Stars ‘Salute the Rebel’
Following another successful staging of Rebel Salute, several entertainers have sought to salute the organisers of the festival for their hard work in sustaining the festival for more than two decades.
Speaking with THE STAR following their performances, several artistes congratulated Tony Rebel and his team for helping in the preservation of reggae music through this historic event. Last weekend’s staging of the reggae show marked its 25th anniversary.
Ikaya: Big up Rebel Salute. Queen Ifrica, Tony Rebel and the entire team, keep doing what you’re doing. Over the years, we’ve seen there aren’t many live festivals, and for them to maintain their presence for 25 years is definitely something special. They’re doing a great job at preserving reggae music, and I have to commend them on that. Let live music live!
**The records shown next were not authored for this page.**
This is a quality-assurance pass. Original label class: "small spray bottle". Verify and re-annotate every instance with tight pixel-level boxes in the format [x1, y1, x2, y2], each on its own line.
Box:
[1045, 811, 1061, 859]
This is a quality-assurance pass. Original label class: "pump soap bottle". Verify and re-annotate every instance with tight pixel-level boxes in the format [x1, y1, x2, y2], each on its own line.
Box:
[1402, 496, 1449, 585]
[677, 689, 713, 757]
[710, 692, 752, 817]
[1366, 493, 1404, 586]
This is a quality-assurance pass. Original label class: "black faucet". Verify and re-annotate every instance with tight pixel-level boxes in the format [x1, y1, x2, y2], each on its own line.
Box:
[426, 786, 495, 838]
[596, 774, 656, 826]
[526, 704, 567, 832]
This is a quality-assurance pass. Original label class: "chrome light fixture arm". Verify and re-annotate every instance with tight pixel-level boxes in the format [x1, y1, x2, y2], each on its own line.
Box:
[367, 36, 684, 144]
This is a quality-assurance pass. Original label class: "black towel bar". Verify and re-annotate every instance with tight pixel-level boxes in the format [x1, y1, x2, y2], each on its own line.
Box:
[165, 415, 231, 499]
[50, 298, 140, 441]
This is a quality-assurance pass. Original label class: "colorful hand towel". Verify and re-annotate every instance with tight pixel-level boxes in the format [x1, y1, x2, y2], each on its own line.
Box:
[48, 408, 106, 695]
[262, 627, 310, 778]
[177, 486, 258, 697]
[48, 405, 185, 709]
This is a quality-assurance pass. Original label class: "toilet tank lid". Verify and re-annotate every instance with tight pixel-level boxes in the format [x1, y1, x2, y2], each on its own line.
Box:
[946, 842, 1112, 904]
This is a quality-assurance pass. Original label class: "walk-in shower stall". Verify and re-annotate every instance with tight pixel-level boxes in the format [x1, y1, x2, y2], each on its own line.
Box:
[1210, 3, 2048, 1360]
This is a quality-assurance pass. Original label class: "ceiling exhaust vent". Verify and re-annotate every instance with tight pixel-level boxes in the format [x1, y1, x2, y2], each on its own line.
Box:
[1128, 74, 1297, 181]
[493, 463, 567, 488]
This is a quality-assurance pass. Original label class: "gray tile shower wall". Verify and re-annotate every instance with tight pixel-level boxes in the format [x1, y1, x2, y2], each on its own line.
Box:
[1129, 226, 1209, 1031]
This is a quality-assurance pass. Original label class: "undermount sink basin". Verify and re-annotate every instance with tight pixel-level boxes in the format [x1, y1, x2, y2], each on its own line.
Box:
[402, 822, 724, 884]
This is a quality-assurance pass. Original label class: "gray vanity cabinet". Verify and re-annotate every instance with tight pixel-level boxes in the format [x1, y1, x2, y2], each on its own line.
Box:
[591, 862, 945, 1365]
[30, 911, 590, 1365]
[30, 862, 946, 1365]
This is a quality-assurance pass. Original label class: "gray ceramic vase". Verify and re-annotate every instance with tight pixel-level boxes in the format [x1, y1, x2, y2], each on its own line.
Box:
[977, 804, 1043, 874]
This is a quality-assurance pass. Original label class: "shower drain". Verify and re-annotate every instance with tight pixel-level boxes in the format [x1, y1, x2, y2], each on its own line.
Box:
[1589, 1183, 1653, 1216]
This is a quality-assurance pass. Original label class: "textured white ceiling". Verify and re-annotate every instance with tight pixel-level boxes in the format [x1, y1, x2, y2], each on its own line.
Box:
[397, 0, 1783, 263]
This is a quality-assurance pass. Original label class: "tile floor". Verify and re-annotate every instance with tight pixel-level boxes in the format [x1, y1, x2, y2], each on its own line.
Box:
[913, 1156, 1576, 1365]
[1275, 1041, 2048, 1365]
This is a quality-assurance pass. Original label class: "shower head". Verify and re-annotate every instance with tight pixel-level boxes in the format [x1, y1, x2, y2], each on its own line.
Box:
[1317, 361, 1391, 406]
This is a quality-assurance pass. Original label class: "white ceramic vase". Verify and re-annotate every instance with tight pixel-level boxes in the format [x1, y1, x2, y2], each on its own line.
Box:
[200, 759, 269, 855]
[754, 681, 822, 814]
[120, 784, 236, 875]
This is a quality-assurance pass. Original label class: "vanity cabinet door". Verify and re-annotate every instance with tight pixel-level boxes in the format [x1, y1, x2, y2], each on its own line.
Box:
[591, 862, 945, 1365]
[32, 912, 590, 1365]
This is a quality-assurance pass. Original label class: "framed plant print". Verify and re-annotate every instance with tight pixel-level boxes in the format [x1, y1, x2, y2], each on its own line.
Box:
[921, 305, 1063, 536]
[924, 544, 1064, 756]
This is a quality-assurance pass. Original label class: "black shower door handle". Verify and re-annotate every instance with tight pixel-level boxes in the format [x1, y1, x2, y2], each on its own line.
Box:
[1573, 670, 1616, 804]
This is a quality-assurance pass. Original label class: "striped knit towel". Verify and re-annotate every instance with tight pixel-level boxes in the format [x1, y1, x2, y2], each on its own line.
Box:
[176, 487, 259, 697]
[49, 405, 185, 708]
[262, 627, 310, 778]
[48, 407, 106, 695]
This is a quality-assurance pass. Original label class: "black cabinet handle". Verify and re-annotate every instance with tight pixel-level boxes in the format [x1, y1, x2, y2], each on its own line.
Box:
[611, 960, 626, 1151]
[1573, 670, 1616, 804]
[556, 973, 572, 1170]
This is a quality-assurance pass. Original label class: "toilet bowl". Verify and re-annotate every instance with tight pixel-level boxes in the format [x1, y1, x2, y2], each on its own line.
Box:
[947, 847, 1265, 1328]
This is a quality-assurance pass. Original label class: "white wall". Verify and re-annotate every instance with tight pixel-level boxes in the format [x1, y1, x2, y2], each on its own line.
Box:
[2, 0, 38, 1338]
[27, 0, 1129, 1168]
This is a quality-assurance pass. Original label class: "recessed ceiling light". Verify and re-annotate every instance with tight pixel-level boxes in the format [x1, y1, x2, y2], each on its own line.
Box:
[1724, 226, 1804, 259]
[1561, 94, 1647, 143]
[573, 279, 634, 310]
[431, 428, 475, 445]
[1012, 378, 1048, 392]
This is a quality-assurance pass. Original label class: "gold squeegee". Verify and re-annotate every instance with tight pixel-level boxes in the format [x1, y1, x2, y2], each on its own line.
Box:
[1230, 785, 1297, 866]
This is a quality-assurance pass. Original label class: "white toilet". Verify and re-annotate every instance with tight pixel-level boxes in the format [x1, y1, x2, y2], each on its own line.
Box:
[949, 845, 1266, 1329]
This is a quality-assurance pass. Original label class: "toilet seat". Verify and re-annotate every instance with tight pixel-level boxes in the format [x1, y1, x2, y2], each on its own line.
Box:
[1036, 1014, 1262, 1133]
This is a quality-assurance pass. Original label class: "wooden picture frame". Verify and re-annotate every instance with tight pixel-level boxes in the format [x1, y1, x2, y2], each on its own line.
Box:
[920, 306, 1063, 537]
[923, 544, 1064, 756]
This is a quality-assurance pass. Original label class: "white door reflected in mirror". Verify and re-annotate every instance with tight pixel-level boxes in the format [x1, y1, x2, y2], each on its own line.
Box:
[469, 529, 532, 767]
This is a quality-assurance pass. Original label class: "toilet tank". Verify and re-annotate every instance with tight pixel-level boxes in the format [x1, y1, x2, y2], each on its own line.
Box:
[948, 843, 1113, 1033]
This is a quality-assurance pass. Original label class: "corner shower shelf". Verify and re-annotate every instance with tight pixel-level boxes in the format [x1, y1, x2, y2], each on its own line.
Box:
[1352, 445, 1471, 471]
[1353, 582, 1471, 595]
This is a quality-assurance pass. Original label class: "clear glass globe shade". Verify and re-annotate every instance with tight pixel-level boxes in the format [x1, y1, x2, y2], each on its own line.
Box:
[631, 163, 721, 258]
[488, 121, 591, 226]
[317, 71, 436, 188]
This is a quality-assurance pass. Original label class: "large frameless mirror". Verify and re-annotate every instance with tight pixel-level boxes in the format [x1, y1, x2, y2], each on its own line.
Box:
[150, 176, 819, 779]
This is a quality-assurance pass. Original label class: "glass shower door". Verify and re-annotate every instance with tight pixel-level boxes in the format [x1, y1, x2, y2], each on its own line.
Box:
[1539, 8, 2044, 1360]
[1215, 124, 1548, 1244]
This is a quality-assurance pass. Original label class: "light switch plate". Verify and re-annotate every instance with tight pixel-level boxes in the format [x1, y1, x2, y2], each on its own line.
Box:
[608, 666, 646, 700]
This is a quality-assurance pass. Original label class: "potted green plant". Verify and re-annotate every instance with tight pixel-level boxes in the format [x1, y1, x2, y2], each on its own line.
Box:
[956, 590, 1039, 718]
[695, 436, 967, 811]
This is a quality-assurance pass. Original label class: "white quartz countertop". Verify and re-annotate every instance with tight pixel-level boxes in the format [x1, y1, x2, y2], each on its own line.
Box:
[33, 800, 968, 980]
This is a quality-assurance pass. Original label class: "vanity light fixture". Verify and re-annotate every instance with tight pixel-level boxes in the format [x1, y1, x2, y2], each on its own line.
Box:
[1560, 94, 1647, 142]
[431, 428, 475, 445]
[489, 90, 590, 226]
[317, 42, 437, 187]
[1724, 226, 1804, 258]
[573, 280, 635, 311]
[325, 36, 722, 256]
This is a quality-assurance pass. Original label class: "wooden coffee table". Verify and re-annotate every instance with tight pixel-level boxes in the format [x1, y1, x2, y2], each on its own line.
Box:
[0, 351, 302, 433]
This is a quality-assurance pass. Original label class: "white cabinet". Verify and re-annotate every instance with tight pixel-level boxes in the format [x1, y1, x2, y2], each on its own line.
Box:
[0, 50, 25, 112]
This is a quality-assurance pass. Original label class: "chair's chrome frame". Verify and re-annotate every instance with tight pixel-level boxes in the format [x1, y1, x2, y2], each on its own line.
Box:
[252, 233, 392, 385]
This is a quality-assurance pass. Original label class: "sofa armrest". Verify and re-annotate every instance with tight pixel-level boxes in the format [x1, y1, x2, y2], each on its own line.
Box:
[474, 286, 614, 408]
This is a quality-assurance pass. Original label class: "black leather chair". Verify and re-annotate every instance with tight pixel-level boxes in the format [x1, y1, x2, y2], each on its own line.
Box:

Agent Sasco: It’s a festival in St Ann, but it goes all over the world. I would estimate about a half dozen performances for me at Rebel Salute, and I am grateful for the event. It’s one of the premiere reggae shows on the entertainment calendar, and to see it last so many years when so many other calendar events have fallen off, it’s good to have it continuing for so long. I remember the first time I went, parking was a real nightmare. Now you roll up and park and everything is smooth, so kudos to the team for ironing out the issues year after year and improving. Salute to the Rebel, because it’s a good vibe.
Rondell Positive: Shows like these are where ministry is needed, and I thank the promoters of Rebel Salute for allowing me to spread the gospel on this stage. I am a Jesus person, and Jesus would say ‘why do I need to go to the persons that are healthy? They don’t need a doctor’. I wish Rebel Salute another 25 years of success as they continue their work.
Daville: I am reintroducing myself to Jamaica, and what better stage to do that than on the Rebel Salute stage? This is a truly one-of-a-kind show, and I have to say big thank you to (Tony) Rebel and his team for playing their part in preserving the music. For a show to go on for 25 years is no easy thing, but they’ve accomplished it through hard work and dedication, and I really want Jamaica to do what they can to ensure the show lasts another 25 years. Invest in the music and keep the culture alive.
Ding Dong: When I was booked for the show, a lot of people ask me ‘is wah yuh gonna go up there and sing? Is a Rastaman show’, but me glad Rebel gimme the chance fi show people say Rastaman can dance and have fun, too. This show is one of the things that is right with the music, and I just want people to continue supporting it. Big up Rebel and the whole crew. The music need more shows like this, so just gwaan do unu thing, man.